Dir. Terence Davies
Lying in bed at night with her adulteress lover asleep beside her, a young and beautiful wife suddenly leans towards her lover's back and licks his shoulder blade with the spontaneous delight of a small child savoring a surreptitious swipe at an ice cream cone. The woman, Hester (a loaded name if ever there were one) as played by Rachel Weisz, might offer up other scant tidbits from her childhood and background, but they are few. She comes to this particular romantic crossroads having giving us precious little in the way of understanding, which is just the way writer/director Terence Davies, working from a stage play by Terence Rattigan, wants it.
There is, after all, nothing more properly British than young and beautiful characters whose ideas of love and passion are thoroughly inexplicable. Hester is married to a well-thought of judge (Simon Russell Beale), an older man with a thoughtful streak and a serpent-tongued mother (Barbara Jefford), who makes no bones about her low opinion of Hester and her emotional intemperance ("Beware of passion," the older woman intones gravely, "it always leads to something ugly"). Sure enough, through this same burning passion, Hester embarks on a destructive affair with Freddie Page (Tom Hiddleston), a former WWII Royal Air Force pilot with an emotional imbalance of his own and a wicked temper, which ultimately leads her to want to end her life. In-between, we get glimpses of Hester's life -- the beginnings of her affair with Freddie, a moment with her husband, huddling down together in a tube station during the war, and so on -- but never anything that connects us to her as an affecting protagonist. She is yet another woman embarking upon a self-destructive affair with a man who doesn't understand her, end of story.

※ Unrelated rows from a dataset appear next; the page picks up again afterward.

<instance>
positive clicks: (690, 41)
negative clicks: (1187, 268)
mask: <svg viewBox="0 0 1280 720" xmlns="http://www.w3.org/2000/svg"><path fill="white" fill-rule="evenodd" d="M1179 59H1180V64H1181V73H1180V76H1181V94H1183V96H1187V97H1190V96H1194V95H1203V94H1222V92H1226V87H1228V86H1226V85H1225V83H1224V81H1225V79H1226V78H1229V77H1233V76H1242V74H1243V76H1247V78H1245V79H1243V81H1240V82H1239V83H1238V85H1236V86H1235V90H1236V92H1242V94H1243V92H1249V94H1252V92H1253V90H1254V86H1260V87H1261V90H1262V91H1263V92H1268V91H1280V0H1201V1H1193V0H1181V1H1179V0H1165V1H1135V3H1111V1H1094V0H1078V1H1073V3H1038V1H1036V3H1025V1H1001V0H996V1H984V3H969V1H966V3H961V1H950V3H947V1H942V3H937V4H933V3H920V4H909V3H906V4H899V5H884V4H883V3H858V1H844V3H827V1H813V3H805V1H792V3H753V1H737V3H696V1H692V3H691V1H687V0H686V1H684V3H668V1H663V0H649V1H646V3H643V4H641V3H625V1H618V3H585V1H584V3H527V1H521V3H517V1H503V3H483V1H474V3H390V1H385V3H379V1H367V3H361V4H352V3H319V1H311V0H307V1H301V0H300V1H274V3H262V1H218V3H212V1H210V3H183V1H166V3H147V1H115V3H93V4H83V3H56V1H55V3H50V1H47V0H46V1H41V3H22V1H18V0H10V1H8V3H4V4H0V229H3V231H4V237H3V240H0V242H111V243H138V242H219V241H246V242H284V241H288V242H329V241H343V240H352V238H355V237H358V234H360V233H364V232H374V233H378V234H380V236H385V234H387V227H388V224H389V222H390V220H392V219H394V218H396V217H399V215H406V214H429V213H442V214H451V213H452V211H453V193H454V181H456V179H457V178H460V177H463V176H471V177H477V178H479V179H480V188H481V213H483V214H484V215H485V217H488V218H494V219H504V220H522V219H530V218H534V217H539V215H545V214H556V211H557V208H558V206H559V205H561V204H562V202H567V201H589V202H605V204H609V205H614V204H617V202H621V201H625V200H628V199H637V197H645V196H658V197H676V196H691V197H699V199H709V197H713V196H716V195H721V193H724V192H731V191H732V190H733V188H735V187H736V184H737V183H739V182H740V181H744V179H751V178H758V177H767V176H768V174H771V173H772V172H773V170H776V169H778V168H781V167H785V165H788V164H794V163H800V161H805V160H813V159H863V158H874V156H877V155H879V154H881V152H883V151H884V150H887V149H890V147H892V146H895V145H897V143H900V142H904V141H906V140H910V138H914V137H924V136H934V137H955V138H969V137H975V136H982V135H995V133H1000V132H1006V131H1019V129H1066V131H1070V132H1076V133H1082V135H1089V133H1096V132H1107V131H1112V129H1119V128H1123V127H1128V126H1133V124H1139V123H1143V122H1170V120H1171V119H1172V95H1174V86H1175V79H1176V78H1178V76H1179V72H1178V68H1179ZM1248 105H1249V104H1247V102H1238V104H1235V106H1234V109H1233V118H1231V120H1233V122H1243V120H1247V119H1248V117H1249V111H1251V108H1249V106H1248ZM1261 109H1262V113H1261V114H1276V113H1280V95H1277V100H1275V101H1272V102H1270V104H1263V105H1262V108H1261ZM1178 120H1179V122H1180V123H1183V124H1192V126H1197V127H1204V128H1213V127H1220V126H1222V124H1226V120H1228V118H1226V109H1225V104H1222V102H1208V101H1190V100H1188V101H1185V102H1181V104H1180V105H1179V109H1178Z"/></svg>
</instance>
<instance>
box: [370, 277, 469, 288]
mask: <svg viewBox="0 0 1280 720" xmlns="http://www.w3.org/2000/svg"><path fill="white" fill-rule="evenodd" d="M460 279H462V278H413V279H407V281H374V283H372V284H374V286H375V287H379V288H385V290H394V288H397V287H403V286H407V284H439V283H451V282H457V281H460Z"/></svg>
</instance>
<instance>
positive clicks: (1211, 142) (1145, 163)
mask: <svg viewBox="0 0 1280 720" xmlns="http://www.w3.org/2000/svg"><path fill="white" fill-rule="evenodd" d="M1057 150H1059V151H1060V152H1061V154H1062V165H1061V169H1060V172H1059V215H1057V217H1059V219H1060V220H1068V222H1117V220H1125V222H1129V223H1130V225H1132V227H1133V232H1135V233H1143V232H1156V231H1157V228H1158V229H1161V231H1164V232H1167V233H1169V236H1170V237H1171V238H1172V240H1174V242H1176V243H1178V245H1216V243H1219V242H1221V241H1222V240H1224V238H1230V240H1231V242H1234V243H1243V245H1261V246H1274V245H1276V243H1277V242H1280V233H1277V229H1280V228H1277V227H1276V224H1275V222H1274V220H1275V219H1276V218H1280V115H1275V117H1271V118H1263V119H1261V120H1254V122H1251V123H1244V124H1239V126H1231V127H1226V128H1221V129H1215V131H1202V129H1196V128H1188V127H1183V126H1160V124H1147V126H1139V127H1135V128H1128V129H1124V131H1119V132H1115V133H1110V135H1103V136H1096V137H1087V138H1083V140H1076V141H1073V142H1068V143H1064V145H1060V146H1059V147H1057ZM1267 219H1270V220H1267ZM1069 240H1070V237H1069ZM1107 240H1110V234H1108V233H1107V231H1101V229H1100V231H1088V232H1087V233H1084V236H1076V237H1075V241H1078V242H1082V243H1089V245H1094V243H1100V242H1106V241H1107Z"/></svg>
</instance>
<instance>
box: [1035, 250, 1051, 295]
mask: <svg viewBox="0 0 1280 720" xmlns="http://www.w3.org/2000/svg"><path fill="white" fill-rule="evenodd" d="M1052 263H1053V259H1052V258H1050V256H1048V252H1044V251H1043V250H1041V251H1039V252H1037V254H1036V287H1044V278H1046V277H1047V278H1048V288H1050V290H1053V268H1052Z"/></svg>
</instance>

Indeed, the whole film seems to have been conceived as an actorly exercise in working from blank slates: All we know of Freddie is his bi-polar tendency to act like a spoiled child during a fight and then as a thoughtful and cautious man after it; all we know of the Judge is he cares deeply for his wife enough to try to convince her to take him back even after all she's done to him, but little else; and Hester, herself, is the greatest enigma of all. We don't know what prompted her to marry such an older, distinguished gentleman as the judge without having any passion for him, nor why she would choose to throw her life away on a reckless, immature man she acknowledges can't possibly love her the way she does him. In this crucial regard, the film offers little in the way of suggestion, other than director Terrence Davies' signature long, beautifully composed shots of sad, pale Brits in the full act of emotional bloodletting. As good as the principles are -- and Weisz and Hiddleston share some remarkable scenes together -- we cannot live on bread alone.